Am 16. Januar verhaftete die Polizei einen 2006 geborenen peruanischen Staatsbürger, der seit einiger Zeit auf der Flucht war, da er international wegen Mordes an seiner Freundin gesucht wurde.

Die Verhaftung wurde von der römischen Fliegenden Einheit nach einem Hinweis und auf Anweisung des Dienstes für internationale polizeiliche Zusammenarbeit durchgeführt, der die Interpol-Fahndungsnotiz weitergeleitet hatte, welche auf der Grundlage einer Anordnung der peruanischen Justizbehörde ausgestellt worden war.

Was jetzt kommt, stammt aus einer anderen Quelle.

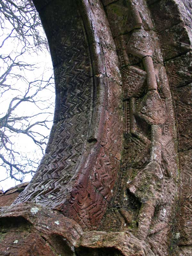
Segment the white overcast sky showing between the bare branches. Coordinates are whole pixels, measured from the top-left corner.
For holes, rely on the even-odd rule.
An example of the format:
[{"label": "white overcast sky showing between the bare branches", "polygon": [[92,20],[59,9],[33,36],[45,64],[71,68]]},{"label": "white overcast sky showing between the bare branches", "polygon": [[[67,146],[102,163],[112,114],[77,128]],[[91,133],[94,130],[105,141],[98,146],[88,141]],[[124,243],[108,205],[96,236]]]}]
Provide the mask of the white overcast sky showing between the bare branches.
[{"label": "white overcast sky showing between the bare branches", "polygon": [[[11,27],[8,21],[5,21],[5,27],[7,28],[4,31],[0,32],[0,44],[2,44],[3,40],[6,37],[6,34],[9,35],[11,31]],[[44,31],[41,29],[40,33],[43,35]],[[44,35],[45,36],[45,35]],[[31,42],[33,44],[33,42]],[[5,42],[3,47],[0,48],[0,54],[1,55],[9,55],[12,53],[12,58],[15,58],[19,52],[21,52],[23,49],[23,45],[19,44],[19,40],[16,40],[15,38],[8,38]],[[3,93],[3,96],[1,97],[0,101],[0,118],[4,116],[7,112],[8,106],[10,101],[20,95],[22,96],[25,91],[28,88],[28,84],[32,81],[37,82],[33,83],[31,87],[31,93],[35,92],[36,90],[36,84],[40,83],[40,81],[49,80],[50,76],[52,76],[52,61],[50,53],[46,48],[44,48],[44,51],[36,49],[36,52],[34,51],[26,51],[24,54],[16,58],[17,61],[22,61],[23,63],[32,64],[32,68],[26,69],[26,68],[18,68],[15,67],[12,69],[12,73],[17,73],[18,75],[21,75],[25,78],[18,79],[17,77],[10,76],[8,79],[6,79],[6,84],[12,84],[12,90],[8,90]],[[5,63],[0,59],[0,76],[1,74],[6,70],[7,66]],[[42,87],[46,85],[47,82],[43,82],[41,85]],[[40,116],[34,116],[32,118],[33,122],[45,120],[47,118],[46,125],[50,129],[52,126],[52,119],[53,119],[53,112],[54,112],[54,100],[55,100],[55,93],[54,93],[54,82],[53,79],[50,81],[50,85],[47,86],[42,91],[38,92],[38,99],[40,100],[38,102],[38,107],[30,102],[22,102],[17,108],[17,115],[19,116],[32,116],[36,115],[40,112],[46,112],[47,114],[41,114]],[[52,113],[52,114],[50,114]],[[28,121],[26,121],[28,122]],[[20,129],[21,124],[16,124],[17,128]],[[26,125],[26,124],[25,124]],[[35,129],[36,132],[43,133],[44,136],[48,136],[50,133],[50,130],[47,130],[44,126],[37,126]],[[32,159],[33,163],[32,165],[36,169],[38,166],[38,162],[41,160],[43,153],[41,148],[39,148],[31,138],[29,138],[27,135],[19,133],[19,134],[10,134],[12,136],[12,141],[14,143],[14,148],[18,151],[17,155],[17,161],[20,161],[20,157],[23,158],[23,163],[25,165],[25,162],[28,158]],[[42,145],[42,147],[45,149],[45,145]],[[2,155],[4,152],[1,150],[0,152]],[[26,158],[26,159],[25,159]],[[26,167],[29,170],[30,167]],[[20,174],[18,174],[19,177]],[[6,168],[3,166],[0,166],[0,180],[4,180],[0,182],[0,189],[3,189],[4,191],[10,187],[14,187],[17,184],[20,184],[19,181],[16,181],[14,179],[11,179],[9,177],[9,171],[6,171]],[[25,176],[23,182],[30,181],[32,178],[32,175],[29,173]]]}]

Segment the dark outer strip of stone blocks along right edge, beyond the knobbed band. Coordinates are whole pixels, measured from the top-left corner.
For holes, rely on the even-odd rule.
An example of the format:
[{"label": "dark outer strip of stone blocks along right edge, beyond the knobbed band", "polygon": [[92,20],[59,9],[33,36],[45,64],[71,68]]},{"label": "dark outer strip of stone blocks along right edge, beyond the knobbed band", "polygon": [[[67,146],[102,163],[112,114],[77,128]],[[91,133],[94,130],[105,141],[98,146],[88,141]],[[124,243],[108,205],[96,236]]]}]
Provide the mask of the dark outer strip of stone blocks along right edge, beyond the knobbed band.
[{"label": "dark outer strip of stone blocks along right edge, beyond the knobbed band", "polygon": [[[166,6],[169,3],[169,6]],[[168,10],[173,10],[171,14]],[[150,5],[172,89],[179,150],[179,202],[172,237],[172,255],[188,256],[191,246],[191,1],[160,1]],[[165,30],[159,20],[164,19]],[[163,31],[162,31],[163,30]],[[162,31],[162,32],[161,32]],[[169,43],[168,43],[169,42]],[[168,155],[168,152],[167,152]],[[190,216],[190,217],[189,217]]]}]

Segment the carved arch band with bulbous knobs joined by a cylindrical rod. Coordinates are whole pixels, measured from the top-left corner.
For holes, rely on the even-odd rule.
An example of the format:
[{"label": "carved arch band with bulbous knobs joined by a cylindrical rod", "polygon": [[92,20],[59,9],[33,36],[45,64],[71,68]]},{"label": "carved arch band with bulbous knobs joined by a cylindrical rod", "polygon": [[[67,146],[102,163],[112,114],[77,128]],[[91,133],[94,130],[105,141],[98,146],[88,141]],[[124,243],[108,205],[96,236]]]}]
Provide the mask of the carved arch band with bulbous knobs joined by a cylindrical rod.
[{"label": "carved arch band with bulbous knobs joined by a cylindrical rod", "polygon": [[[145,1],[130,2],[138,8],[138,13],[142,4],[146,8]],[[108,17],[117,4],[122,3],[117,1],[106,6]],[[143,17],[140,15],[141,20]],[[156,44],[157,35],[150,30],[153,28],[150,16],[147,21],[148,28],[145,21],[140,28],[132,28],[127,34],[117,36],[118,22],[114,28],[109,20],[122,66],[125,128],[120,181],[100,230],[108,230],[110,221],[107,219],[114,216],[114,221],[119,219],[112,225],[114,229],[128,230],[141,240],[150,240],[151,244],[158,243],[158,238],[164,234],[166,249],[158,245],[161,247],[158,255],[164,255],[168,249],[165,244],[176,193],[174,119],[162,54]],[[134,61],[135,57],[139,59]],[[170,152],[173,158],[169,156]]]}]

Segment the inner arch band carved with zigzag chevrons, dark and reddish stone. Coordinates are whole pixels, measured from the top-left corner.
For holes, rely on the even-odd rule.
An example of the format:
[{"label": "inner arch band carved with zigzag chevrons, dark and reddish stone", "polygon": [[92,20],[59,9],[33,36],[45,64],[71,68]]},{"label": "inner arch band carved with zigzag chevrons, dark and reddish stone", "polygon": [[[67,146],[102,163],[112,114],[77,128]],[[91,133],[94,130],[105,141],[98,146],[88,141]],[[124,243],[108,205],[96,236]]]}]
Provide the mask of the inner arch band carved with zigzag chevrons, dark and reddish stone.
[{"label": "inner arch band carved with zigzag chevrons, dark and reddish stone", "polygon": [[40,14],[56,83],[53,135],[33,180],[15,203],[35,201],[86,230],[97,229],[112,196],[123,143],[114,40],[100,1],[57,0]]}]

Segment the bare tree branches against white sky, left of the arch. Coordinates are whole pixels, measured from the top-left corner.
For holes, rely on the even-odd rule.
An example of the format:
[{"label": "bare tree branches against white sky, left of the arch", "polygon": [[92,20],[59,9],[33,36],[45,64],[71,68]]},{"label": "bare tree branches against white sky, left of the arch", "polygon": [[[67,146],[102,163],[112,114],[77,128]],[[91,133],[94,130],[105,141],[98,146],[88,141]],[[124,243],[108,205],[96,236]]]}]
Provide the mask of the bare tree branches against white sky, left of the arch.
[{"label": "bare tree branches against white sky, left of the arch", "polygon": [[[0,27],[0,172],[7,173],[0,182],[22,182],[35,172],[48,140],[54,82],[52,68],[36,62],[48,44],[32,1],[0,0]],[[19,141],[33,151],[26,155]]]}]

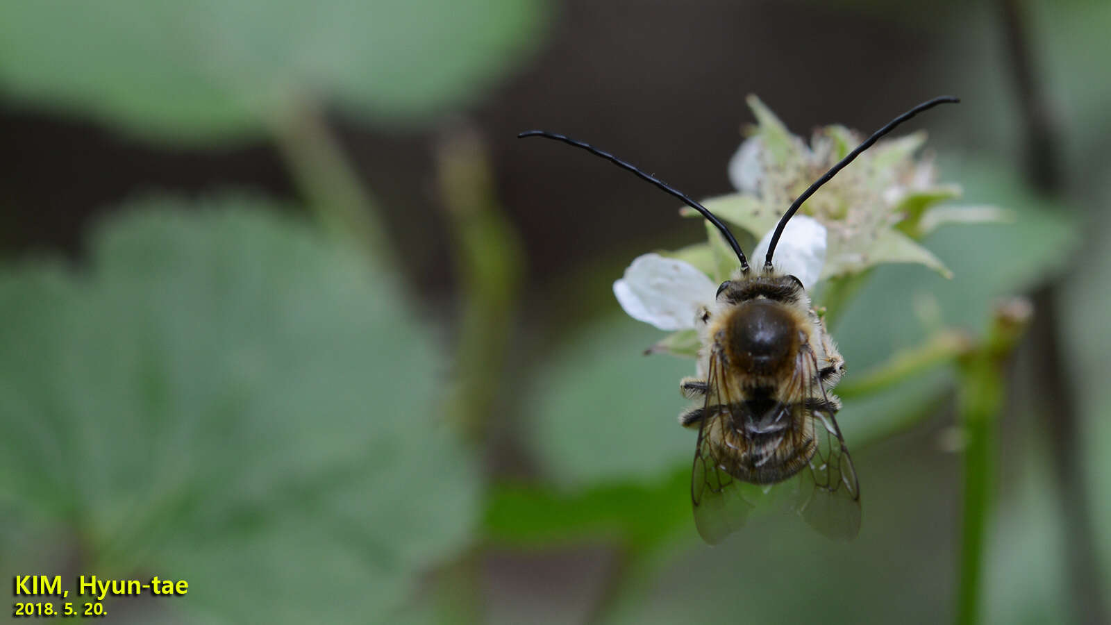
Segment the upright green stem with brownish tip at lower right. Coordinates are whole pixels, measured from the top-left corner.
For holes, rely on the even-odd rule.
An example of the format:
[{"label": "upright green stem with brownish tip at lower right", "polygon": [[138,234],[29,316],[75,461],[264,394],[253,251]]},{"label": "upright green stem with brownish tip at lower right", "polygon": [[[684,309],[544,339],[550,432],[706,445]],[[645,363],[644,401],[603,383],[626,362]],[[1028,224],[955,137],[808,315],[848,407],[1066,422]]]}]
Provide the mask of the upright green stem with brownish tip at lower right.
[{"label": "upright green stem with brownish tip at lower right", "polygon": [[964,434],[960,586],[957,623],[980,622],[984,538],[994,483],[995,420],[1003,404],[1004,364],[1030,321],[1031,307],[1017,299],[1000,305],[988,337],[960,360],[959,416]]}]

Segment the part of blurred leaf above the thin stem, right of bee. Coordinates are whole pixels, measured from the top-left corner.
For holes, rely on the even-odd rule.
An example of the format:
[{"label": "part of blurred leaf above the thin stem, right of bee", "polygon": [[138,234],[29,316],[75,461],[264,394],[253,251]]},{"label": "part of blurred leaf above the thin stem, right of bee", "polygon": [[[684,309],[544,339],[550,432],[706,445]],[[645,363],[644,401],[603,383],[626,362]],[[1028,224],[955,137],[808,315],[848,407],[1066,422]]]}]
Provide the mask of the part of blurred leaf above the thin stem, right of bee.
[{"label": "part of blurred leaf above the thin stem, right of bee", "polygon": [[995,298],[1032,288],[1069,256],[1075,225],[1067,210],[989,163],[964,162],[961,171],[965,197],[1008,207],[1013,224],[942,228],[923,239],[952,270],[951,280],[919,266],[875,267],[832,328],[850,376],[917,345],[940,326],[981,334]]}]

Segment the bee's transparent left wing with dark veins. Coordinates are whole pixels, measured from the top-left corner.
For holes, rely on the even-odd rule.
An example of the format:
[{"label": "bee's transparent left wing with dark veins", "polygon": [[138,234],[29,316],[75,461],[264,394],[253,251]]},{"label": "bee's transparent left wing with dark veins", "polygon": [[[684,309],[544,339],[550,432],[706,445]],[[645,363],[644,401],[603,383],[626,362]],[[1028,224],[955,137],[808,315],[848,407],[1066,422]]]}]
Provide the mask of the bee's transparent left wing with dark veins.
[{"label": "bee's transparent left wing with dark veins", "polygon": [[691,503],[694,505],[694,526],[702,539],[715,545],[748,520],[754,507],[745,496],[754,485],[738,480],[725,470],[730,458],[714,454],[713,440],[721,440],[723,428],[731,427],[729,406],[734,398],[728,396],[730,385],[723,376],[725,367],[718,354],[710,355],[707,376],[705,408],[694,447],[694,467],[691,470]]}]

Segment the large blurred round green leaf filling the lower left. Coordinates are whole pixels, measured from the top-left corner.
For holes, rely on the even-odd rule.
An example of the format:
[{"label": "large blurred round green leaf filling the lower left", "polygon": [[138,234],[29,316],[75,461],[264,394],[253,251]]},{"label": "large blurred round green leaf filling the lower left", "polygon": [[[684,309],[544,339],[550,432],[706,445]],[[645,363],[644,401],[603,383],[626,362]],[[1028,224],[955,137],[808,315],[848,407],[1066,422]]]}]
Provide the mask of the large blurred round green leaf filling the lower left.
[{"label": "large blurred round green leaf filling the lower left", "polygon": [[274,209],[139,202],[87,272],[0,271],[0,502],[81,571],[196,581],[166,608],[384,619],[471,539],[476,458],[392,279]]}]

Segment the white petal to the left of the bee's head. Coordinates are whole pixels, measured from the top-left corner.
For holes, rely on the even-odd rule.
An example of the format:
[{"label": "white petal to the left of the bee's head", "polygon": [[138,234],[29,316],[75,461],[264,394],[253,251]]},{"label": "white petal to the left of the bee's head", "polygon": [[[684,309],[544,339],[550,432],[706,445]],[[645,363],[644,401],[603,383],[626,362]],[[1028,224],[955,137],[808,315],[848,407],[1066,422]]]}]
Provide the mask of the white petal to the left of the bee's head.
[{"label": "white petal to the left of the bee's head", "polygon": [[717,288],[690,264],[645,254],[613,282],[613,295],[633,319],[661,330],[681,330],[694,327],[699,306],[713,302]]}]

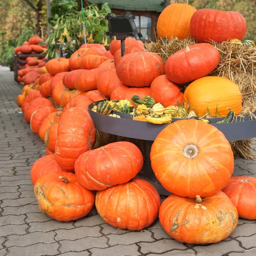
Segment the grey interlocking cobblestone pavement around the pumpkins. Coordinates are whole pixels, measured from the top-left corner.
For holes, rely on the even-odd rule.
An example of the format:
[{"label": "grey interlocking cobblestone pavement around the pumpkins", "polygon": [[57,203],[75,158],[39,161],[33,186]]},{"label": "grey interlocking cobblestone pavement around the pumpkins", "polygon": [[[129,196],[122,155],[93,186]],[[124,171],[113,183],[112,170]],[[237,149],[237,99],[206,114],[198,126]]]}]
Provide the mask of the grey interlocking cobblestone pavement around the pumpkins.
[{"label": "grey interlocking cobblestone pavement around the pumpkins", "polygon": [[[158,220],[144,232],[126,232],[95,209],[68,223],[41,214],[29,172],[45,145],[17,113],[18,93],[13,73],[0,69],[0,256],[256,256],[256,221],[239,219],[228,239],[201,246],[170,239]],[[236,160],[234,175],[256,176],[255,161]]]}]

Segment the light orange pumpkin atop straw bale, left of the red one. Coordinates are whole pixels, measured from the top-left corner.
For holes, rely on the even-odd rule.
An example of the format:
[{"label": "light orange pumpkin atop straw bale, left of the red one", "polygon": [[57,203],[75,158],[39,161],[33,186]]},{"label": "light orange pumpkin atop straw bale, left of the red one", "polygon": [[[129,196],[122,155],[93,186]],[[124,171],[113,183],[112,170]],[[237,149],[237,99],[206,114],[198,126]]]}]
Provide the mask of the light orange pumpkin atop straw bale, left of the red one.
[{"label": "light orange pumpkin atop straw bale, left of the red one", "polygon": [[190,20],[196,12],[193,6],[186,3],[173,3],[167,6],[157,20],[157,35],[160,38],[177,37],[185,39],[190,33]]}]

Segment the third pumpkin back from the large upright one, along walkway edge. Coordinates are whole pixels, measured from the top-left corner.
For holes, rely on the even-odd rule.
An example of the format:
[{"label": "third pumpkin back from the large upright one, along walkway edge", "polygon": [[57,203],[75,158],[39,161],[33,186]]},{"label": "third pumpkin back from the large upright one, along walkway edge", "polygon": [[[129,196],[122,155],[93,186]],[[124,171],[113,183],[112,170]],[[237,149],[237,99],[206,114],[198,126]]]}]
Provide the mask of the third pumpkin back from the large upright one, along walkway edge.
[{"label": "third pumpkin back from the large upright one, along walkway edge", "polygon": [[53,107],[41,107],[32,113],[30,119],[30,128],[35,134],[39,135],[41,123],[52,112],[56,112],[56,109]]}]

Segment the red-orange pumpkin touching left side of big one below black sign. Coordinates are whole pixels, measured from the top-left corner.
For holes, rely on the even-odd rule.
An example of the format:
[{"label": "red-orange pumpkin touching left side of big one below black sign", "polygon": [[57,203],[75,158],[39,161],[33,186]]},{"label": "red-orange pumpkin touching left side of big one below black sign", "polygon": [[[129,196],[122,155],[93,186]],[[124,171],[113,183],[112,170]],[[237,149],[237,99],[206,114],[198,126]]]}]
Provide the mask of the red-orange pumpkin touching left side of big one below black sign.
[{"label": "red-orange pumpkin touching left side of big one below black sign", "polygon": [[107,99],[110,98],[113,87],[120,84],[120,80],[116,75],[116,70],[106,70],[102,72],[97,79],[97,89],[102,95],[104,95]]}]

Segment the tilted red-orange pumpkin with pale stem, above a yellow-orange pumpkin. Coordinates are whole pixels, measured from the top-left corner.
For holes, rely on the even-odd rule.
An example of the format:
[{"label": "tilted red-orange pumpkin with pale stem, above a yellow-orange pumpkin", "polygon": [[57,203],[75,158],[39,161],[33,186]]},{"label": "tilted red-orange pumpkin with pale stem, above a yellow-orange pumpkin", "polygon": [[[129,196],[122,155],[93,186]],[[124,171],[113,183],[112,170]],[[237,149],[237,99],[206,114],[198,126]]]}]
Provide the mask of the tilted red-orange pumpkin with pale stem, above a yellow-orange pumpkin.
[{"label": "tilted red-orange pumpkin with pale stem, above a yellow-orange pumpkin", "polygon": [[172,82],[185,84],[211,73],[219,61],[220,54],[213,45],[195,44],[171,55],[165,64],[165,73]]}]

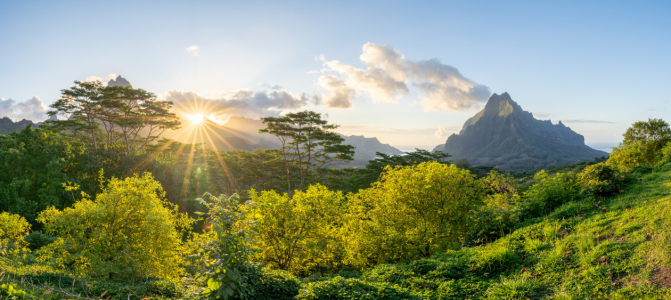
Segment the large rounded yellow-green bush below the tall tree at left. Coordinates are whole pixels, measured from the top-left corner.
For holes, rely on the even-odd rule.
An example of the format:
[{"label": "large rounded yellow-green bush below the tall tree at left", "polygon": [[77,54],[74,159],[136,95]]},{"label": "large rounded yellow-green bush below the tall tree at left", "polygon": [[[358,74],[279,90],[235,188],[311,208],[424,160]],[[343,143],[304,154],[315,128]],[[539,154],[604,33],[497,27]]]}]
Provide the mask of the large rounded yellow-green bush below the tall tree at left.
[{"label": "large rounded yellow-green bush below the tall tree at left", "polygon": [[145,173],[112,178],[95,201],[83,195],[71,208],[50,207],[38,221],[58,238],[40,249],[40,259],[94,277],[175,280],[184,259],[177,229],[190,222],[163,199],[164,194]]}]

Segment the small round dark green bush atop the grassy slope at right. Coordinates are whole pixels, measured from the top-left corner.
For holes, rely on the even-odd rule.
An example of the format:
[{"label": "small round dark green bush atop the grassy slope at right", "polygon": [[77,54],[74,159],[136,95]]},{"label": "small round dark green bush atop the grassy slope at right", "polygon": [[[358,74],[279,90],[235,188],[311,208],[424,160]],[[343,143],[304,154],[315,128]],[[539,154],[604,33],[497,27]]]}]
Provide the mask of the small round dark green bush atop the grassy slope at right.
[{"label": "small round dark green bush atop the grassy slope at right", "polygon": [[593,197],[606,197],[618,193],[628,178],[607,164],[600,163],[585,168],[578,174],[581,193]]}]

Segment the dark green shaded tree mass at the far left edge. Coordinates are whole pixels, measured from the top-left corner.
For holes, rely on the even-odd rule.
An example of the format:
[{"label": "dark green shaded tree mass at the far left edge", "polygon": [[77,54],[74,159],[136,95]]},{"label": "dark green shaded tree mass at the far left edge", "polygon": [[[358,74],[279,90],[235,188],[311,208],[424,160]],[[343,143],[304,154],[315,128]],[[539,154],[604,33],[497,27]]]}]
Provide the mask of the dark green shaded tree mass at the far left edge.
[{"label": "dark green shaded tree mass at the far left edge", "polygon": [[86,177],[77,172],[83,151],[81,143],[48,129],[29,126],[0,135],[0,211],[19,214],[39,227],[39,212],[71,205],[75,199],[62,183]]}]

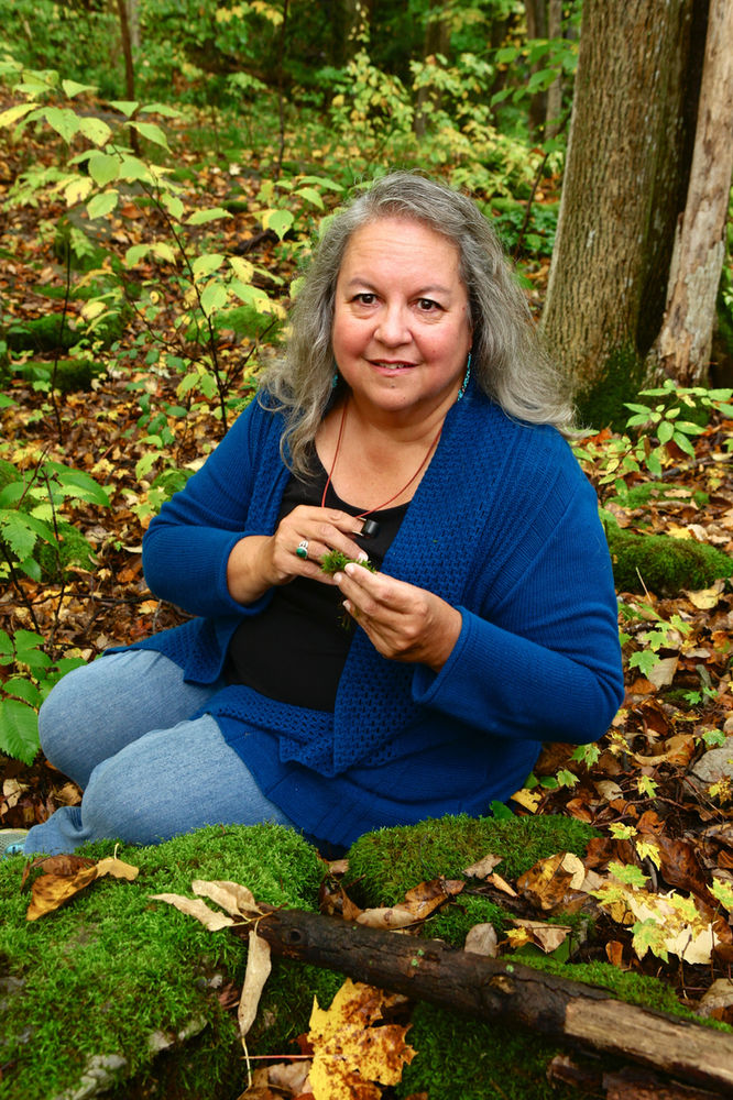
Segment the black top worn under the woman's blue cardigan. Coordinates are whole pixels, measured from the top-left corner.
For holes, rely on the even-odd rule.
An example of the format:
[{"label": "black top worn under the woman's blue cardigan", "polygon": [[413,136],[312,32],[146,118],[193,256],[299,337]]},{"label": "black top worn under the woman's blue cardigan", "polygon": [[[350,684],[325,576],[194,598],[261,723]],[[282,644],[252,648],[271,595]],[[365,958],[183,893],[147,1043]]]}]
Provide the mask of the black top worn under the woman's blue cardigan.
[{"label": "black top worn under the woman's blue cardigan", "polygon": [[[328,475],[315,459],[316,476],[307,482],[292,476],[285,486],[278,521],[298,504],[320,507]],[[352,516],[364,509],[347,504],[331,485],[326,507],[339,508]],[[379,522],[372,538],[352,536],[380,569],[392,540],[407,512],[407,504],[371,512]],[[229,646],[226,674],[229,683],[248,684],[262,695],[332,711],[339,678],[353,636],[353,620],[342,609],[339,588],[307,578],[296,578],[276,587],[270,604],[260,615],[243,619]]]}]

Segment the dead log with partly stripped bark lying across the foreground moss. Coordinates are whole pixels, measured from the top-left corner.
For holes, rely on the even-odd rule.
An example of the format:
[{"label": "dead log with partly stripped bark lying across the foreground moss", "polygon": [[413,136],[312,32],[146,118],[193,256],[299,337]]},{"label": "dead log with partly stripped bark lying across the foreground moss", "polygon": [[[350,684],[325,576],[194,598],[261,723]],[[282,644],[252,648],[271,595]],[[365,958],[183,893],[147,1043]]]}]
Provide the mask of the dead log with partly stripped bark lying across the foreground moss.
[{"label": "dead log with partly stripped bark lying across the foreground moss", "polygon": [[[247,936],[250,927],[232,932]],[[285,958],[453,1012],[516,1023],[733,1097],[733,1035],[626,1004],[603,989],[317,913],[273,910],[258,928]]]}]

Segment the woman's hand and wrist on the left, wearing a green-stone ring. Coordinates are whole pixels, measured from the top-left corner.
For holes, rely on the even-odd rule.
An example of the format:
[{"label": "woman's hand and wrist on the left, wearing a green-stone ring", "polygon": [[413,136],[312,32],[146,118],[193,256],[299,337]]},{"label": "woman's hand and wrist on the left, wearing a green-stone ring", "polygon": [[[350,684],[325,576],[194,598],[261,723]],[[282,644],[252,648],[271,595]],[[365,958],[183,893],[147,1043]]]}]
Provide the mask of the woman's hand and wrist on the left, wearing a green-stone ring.
[{"label": "woman's hand and wrist on the left, wearing a green-stone ring", "polygon": [[[340,550],[347,558],[366,558],[351,536],[359,535],[362,520],[337,508],[300,504],[277,525],[274,535],[248,535],[234,546],[227,562],[229,594],[240,604],[251,604],[273,585],[307,576],[322,584],[333,579],[320,568],[321,558]],[[308,557],[296,550],[308,543]]]}]

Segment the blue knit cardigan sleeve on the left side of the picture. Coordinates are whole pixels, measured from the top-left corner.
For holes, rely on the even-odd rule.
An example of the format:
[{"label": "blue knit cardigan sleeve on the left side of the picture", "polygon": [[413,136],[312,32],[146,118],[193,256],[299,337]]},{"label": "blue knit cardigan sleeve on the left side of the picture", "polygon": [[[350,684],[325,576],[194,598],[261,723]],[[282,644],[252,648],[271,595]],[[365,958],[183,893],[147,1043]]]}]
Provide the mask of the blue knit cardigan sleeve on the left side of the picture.
[{"label": "blue knit cardigan sleeve on the left side of the picture", "polygon": [[[238,417],[203,468],[182,492],[166,502],[143,538],[143,570],[149,587],[192,615],[247,615],[260,610],[265,594],[243,607],[229,594],[227,562],[249,529],[254,480],[263,468],[274,480],[272,433],[275,416],[256,400]],[[267,465],[272,464],[272,469]]]}]

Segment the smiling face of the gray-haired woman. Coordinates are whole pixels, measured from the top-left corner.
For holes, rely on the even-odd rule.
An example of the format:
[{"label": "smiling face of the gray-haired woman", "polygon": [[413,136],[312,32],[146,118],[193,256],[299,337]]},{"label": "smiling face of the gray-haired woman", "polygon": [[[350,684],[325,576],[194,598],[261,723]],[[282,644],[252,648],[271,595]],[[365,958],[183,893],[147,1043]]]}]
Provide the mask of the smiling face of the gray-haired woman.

Der Gesuchte unterliegt tatsächlich einer am 20. November 2025 vom Obersten Gerichtshof von La Libertad (Peru) erlassenen Anordnung zur vorläufigen Inhaftierung wegen des Mordes an seiner Freundin, den er als Minderjähriger begangen hatte. Deren Leiche wurde am 27. März 2022 in einem Zustand der Verwesung und ohne Papillenleisten gefunden.

Der Aufenthaltsort des Flüchtigen ist das Ergebnis einer komplexen Informations- und Ermittlungsarbeit im Rahmen des Projekts „Gesucht“, das vom Zentralen Einsatzdienst der Polizei in Zusammenarbeit mit der Abteilung für Internationale Polizeikooperation der Zentraldirektion der Kriminalpolizei initiiert und koordiniert wurde. Die Fliegende Einheit Rom war an der Feldarbeit, der Erstellung des Berichts und der Durchführung gezielter Suchaktionen beteiligt.

Nach Ermittlungen und fortlaufender Überwachung und Beschattung wurde der Gesuchte zusammen mit mehreren Familienmitgliedern in einer Wohnung im Stadtteil Pietralata aufgespürt.

Der peruanische Staatsbürger wurde in das Rebibbia-Gefängnis gebracht und wird dort von der Generalstaatsanwaltschaft beim Berufungsgericht in Rom für das bevorstehende Auslieferungsverfahren nach Peru festgehalten.